Mariah Bell competes during the women's single skating free skate at the Olympic Winter Games Beijing 2022 on Feb. 17, 2022 in Beijing.
BEIJING — Until she won the U.S. title in January, Mariah Bell never thought too much about her age. After the 25-year-old captured the crown on her ninth try, though, it was the first thing people wanted to talk about.
Reporters were quick to tell Bell she was the oldest U.S. women’s champion since Beatrix Loughran some 95 years earlier, and questions about her age continued right up through her 10th-place finish at the Olympic Winter Games Beijing 2022.
“All of a sudden at nationals, there were these facts being thrown around, about how I was the oldest in I don’t know how long,” Bell said in Beijing earlier this month. “That title was given to me, but I’ll gladly take it.”
Three of the 30 skaters who competed in women’s singles in Beijing are a shade older than Bell. But most — including Anna Shcherbakova and Alexandra Trusova, the gold and silver medalists from RPC, and two-time U.S. champion Alysa Liu, who placed seventh — are teenagers.
Reminded that some of these younger athletes possessed the quadruple jumps and triple axels she lacked, Bell refused to take the bait. To her, being 25 is a plus.
“I don’t feel that much different (physically) than I did when I was 17 or 18, only I do have more experience,” she said. “When you’re younger, you’re dealing with growing, and your body’s changing. At 25, that’s not happening anymore. That’s to my advantage.
“I know my body, I know how to train. I have more experience dealing with nerves and excitement. I have all of my tools and I just pull them out when I need them and I get to enjoy my skating and have all of these amazing experiences.”
To Bell’s way of thinking, success didn’t come late, but right when she was most prepared to handle it. In 2017, after winning bronze at the U.S. championships and placing 12th at her first world championships, she was considered a contender for the PyeongChang Olympic team. An uneven 2017-18 season, especially a disappointing sixth place at the U.S. championships, put that goal out of reach. Today, she thinks she simply wasn’t ready.
“I just let everything become way too big,” Bell said. “Skating wasn’t even that fun. Competing felt so stressful that year. It felt I was trying not to lose something, rather than to gain something.
“This year, I was just excited to gain something.
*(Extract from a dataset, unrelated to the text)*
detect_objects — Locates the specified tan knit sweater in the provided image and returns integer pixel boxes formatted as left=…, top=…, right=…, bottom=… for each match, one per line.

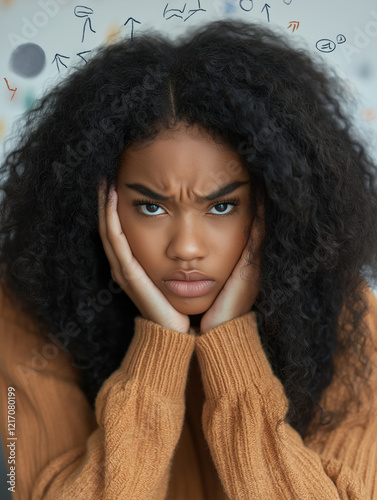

I had nothing to lose.”
Bell credits her long-term thinking to her parents, Kendra and Andrew Bell, who supported — but never pushed — her skating career and that of her older sister Morgan, who competed as a senior at three U.S. championships.
“What they wanted for us was not to be national champions or Olympians,” she said. “That would be amazing, but what they cared about was the people we became, what our work ethic was, were we kind, were we positive influences in society? … I think they did this perfectly. I want them to write a book.”
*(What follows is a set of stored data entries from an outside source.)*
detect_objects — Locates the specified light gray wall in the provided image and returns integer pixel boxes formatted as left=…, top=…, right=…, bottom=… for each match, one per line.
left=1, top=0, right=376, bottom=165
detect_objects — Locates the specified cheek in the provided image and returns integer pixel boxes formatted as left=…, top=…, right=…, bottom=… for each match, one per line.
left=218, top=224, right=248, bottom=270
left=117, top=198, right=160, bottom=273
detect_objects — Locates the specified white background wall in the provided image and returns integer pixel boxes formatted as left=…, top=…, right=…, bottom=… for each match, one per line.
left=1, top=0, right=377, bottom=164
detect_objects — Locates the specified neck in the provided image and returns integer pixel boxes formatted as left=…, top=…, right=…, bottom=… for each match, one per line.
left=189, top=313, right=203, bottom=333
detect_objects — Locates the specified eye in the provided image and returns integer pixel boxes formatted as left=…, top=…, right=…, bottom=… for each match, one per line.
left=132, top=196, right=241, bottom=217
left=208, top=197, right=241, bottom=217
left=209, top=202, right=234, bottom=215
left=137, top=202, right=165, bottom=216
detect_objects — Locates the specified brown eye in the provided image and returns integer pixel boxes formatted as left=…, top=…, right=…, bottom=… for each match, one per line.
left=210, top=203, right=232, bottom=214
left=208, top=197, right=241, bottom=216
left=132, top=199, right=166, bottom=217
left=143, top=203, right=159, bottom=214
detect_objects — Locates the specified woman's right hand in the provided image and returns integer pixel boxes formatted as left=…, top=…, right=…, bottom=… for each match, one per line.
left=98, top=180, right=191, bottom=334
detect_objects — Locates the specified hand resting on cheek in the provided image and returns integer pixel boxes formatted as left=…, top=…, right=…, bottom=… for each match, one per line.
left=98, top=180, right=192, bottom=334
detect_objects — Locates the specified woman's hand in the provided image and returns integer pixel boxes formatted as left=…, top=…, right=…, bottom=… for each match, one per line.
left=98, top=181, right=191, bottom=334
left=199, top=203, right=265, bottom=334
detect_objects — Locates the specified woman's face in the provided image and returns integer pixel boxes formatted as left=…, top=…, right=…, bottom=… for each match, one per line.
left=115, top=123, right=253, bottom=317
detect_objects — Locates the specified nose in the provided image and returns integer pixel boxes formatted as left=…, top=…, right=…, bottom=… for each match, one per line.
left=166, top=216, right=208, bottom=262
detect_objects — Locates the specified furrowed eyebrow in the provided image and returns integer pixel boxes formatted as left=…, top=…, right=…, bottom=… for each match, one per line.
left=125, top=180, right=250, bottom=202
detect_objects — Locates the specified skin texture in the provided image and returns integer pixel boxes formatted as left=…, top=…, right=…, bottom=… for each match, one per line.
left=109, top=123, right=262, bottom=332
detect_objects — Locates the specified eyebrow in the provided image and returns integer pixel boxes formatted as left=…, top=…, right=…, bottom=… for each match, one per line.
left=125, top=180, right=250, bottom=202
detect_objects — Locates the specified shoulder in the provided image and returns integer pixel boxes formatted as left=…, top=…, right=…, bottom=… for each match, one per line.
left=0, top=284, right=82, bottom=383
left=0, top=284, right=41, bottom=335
Told of her daughter’s suggestion, Kendra Bell laughed; a book isn’t on her to-do list. But she agreed with Mariah’s take on how the family treated skating.
“The only thing Mariah and Morgan ever had to do, was finish what they started,” she said. “If I signed a contract (with a rink) that they would skate X number of weeks, with X number of sessions, they were going to finish that contract. But other than that, no. Finish what you start was the only requirement.”